Alguna noche la mamá y él se encontraron en el pasillo, escaleras arriba. Discutían. Al igual que Padre, él golpeaba el muro con el puño izquierdo. La pelea había concluido con el saldo de tres cachetadas entre las partes. En otra ocasión fue ella quien se encontró con él en ese lugar. Ambos, igual que Padre, acostumbraban bajar muy tarde por la noche a buscar agua de llave helada en el refrigerador. Nunca coincidieron en la hora más que esa vez, y bajaron juntos las escaleras. Ella sacó de la gaveta dos vasos de plástico verde. Se sentaron a tomar el agua como si fueran familia.
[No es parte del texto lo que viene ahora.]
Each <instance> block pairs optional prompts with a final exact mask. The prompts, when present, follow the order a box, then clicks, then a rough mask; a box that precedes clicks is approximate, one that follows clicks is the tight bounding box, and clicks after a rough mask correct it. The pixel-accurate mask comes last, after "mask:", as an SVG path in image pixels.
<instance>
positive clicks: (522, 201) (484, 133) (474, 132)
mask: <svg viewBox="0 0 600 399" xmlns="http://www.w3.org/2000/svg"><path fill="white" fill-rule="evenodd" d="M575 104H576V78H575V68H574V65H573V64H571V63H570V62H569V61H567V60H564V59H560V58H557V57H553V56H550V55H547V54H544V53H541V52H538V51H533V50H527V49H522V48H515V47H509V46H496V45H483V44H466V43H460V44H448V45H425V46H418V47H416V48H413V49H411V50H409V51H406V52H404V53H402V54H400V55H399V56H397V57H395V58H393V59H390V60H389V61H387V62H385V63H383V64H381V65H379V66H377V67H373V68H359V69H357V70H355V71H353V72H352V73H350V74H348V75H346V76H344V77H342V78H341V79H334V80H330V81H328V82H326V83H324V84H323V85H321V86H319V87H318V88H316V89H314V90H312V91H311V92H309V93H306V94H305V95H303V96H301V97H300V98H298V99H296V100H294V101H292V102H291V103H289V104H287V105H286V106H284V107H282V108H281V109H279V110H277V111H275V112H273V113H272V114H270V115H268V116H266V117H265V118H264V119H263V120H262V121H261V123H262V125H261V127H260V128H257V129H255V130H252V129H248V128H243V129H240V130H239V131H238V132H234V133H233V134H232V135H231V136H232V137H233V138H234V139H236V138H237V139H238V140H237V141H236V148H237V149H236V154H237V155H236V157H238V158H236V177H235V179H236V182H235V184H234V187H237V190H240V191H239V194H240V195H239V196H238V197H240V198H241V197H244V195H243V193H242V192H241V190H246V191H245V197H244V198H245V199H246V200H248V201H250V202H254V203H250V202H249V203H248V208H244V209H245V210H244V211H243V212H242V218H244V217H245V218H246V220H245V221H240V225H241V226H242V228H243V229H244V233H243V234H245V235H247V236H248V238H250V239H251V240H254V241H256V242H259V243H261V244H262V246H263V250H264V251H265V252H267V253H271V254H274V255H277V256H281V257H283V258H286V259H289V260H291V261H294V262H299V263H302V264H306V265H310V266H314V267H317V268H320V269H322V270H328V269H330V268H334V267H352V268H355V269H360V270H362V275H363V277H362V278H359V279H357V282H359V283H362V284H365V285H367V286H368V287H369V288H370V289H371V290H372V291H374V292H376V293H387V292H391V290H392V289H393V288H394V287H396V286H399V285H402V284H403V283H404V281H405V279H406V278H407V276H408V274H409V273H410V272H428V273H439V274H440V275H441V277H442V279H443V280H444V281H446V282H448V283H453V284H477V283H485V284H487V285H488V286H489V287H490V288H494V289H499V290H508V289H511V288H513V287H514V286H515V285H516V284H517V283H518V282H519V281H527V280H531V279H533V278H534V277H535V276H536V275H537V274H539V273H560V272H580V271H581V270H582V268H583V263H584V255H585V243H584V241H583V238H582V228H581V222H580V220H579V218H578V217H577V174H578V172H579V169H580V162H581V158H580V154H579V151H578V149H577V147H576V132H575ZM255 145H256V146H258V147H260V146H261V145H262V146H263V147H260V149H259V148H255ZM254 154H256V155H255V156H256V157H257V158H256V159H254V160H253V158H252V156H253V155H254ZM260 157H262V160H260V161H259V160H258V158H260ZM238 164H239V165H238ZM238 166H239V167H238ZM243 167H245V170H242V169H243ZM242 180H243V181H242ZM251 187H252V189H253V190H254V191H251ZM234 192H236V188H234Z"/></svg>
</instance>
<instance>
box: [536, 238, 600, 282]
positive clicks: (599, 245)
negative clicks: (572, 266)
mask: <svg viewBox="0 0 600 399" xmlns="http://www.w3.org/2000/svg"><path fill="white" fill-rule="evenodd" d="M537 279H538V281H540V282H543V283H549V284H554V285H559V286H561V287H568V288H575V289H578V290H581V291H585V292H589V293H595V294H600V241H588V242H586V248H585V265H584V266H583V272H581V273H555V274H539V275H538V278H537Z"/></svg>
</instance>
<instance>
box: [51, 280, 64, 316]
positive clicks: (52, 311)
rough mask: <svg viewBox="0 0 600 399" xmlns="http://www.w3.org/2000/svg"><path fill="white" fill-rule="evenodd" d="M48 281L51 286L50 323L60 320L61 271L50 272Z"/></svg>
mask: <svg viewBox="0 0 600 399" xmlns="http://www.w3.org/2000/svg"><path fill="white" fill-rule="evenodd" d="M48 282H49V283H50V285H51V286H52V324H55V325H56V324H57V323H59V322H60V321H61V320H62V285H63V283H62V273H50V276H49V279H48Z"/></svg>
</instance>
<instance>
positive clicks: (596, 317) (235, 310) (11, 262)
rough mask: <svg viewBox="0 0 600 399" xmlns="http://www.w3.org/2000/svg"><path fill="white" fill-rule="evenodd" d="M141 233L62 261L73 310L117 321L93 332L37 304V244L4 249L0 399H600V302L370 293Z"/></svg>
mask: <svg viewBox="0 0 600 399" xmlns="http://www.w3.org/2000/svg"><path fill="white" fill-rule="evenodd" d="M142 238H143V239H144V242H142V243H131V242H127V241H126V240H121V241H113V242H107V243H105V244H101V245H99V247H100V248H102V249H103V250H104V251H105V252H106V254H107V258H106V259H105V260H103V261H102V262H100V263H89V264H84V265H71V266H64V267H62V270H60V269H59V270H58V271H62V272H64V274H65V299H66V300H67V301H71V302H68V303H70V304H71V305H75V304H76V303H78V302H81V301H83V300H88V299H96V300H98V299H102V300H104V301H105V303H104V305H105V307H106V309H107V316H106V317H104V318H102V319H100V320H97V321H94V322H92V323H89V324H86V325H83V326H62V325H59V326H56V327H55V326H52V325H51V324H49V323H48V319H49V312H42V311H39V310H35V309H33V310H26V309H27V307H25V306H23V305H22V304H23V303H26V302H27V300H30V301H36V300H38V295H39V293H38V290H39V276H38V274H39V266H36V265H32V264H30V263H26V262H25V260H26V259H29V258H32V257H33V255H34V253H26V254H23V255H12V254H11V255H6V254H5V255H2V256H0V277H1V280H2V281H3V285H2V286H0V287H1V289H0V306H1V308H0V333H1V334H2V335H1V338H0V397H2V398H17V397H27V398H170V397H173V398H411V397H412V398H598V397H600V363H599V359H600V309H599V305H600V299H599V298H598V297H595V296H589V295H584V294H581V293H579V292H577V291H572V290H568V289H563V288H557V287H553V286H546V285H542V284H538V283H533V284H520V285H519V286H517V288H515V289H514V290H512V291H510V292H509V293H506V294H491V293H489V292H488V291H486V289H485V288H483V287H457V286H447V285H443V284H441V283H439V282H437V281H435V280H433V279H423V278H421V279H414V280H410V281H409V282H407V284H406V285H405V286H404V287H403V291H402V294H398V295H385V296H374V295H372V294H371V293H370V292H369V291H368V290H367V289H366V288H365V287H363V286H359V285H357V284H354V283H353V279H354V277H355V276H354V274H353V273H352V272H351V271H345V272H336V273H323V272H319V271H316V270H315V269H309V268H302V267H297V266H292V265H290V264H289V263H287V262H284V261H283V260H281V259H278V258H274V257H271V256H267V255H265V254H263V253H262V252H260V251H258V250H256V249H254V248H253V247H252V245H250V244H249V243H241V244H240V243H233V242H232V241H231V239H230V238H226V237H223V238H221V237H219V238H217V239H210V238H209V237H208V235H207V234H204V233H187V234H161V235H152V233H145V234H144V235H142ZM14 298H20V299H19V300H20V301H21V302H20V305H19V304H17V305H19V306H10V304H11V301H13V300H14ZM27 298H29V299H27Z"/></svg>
Al llegar arriba, al umbral del cuarto del fondo, él le ofreció un montón de hojas sacadas de los libros, dobladas con formas de animales. Las había hecho para ella durante el verano, pues sabía que no tenía ningún juguete y se aburría tanto que lo espiaba tardes enteras por la rendija de la puerta. Ella agradeció colgándosele del cuello, abrazándolo. Él le dijo su nombre en voz muy baja, cuidando de que nadie fuera a verlos. La puerta en el cuarto del fondo permaneció abierta varios minutos. Incluso después de que otra puerta, la del pasillo, se cerrara con un lento arañar en la madera del piso.

El último día de esa semana la mamá lavó toda la ropa e hizo las maletas de ambas, calentó café, abrió la llave del gas. Dio a la cerradura de la puerta de la calle dos vueltas, despegando las manos de los barrotes con parsimonia. Ambas anduvieron por horas caminando en círculos por la ciudad. Al final siempre habían andado solas. Luego la dejó en casa de sus abuelos.